Escale nocturne

  • Mon père vous a t il payé?

– Non

– Quel était le prix convenu ?

– Le prix du marché.

– Et quel est-il ?

– Je n’en sais rein, estimez le service que je vous ai rendu

– Et si mon frère avait eu besoin d’un skipper en troisième semaine, vous n’auriez pas cherché à en savoir plus ?

– Non

– Vous n’avez donc aucune notion de l’argent ?!?

Il ajoute un billet vert à la liasse qu’il vient de préparer, me la tend et me libère. Porté par l’aura d’un succès et la promesse d’un avenir radieux, je lévite plus que je ne marche sur le quai surchauffé de Porto Vecchio. La marina moderne ne présente que peu d’intérêt. La vieille ville sur les hauteurs n’est pas sur ma route. Le « San Antonio » m’attend à Bonifacio que je dois rallier dans la nuit.

Dans ma tête j’imagine un algorithme capable d’anticiper les mouvements de la bourse. Une sorte de clé à cliquet informatico-économique susceptible de me rendre plus riche que ceux qui m’emploient.

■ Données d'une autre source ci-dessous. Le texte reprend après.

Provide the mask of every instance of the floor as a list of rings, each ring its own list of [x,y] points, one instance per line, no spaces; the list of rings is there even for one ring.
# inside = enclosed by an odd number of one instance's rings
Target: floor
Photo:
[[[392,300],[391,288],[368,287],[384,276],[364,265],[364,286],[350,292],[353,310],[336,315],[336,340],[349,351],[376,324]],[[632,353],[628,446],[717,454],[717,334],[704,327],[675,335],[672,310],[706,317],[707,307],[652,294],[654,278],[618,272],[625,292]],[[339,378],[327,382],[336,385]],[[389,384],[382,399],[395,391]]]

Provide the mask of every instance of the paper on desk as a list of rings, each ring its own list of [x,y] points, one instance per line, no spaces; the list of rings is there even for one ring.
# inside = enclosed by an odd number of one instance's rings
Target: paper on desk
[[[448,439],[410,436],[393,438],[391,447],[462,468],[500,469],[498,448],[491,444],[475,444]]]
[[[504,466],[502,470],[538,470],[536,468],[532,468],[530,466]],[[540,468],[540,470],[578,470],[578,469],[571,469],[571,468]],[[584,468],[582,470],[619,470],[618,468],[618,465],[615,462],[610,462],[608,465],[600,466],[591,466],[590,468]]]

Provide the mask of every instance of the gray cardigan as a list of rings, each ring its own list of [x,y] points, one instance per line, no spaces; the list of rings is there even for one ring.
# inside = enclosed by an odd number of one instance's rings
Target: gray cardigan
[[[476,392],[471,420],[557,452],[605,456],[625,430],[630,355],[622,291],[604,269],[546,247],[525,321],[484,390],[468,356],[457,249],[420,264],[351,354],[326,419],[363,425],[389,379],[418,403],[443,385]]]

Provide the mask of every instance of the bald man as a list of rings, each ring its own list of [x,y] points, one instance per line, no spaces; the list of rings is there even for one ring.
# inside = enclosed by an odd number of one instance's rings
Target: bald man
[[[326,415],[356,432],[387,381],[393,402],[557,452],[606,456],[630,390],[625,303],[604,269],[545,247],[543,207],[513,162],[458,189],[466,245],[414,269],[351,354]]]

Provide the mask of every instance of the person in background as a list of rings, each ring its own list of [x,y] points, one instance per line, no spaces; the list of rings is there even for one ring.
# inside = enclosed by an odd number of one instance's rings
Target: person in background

Oubliant que de toutes mes études je n’ai jamais su programmer une calculatrice, je passe rapidement à la rêverie de ce que je ferais de tout cet argent.

 Pour sûr je naviguerais. Or je viens de le faire pendant deux semaines autour de la Corse en compagnie d’une famille d’avocats. D’abord le père, vieux sage qui m’a fait grandir et dont la femme en bonne mère juive m’a gavé à chaque repas comme si j’étais son rejeton, puis le fils qui a trouvé en moi le compagnon d’apéro idéal pour échapper un instant à sa femme névrosée et ses enfants hyperactifs.

Si j’étais riche aussi, je me laisserais tenter par des gambas flambées au casanis avec un petit blanc local. Ce qui tombe bien vu que la justice a grassement rémunéré mes compétences maritimes et que ce met figure au menu du petit restaurant familial que je viens de découvrir. Il est situé comme il se doit sur une charmante placette ombragée de la ville basse à l’écart des flots touristiques. Et puisque la fortune semble me sourire, je ferais bien une petite fête après le dîner. La patronne de la cantine, non contente d’avoir comblé mon désir culinaire m’indique une boite de nuit à mi chemin sur la route qui mène à Bonifacio. J’y trouverai sûrement la barmaid pour tout lui raconter.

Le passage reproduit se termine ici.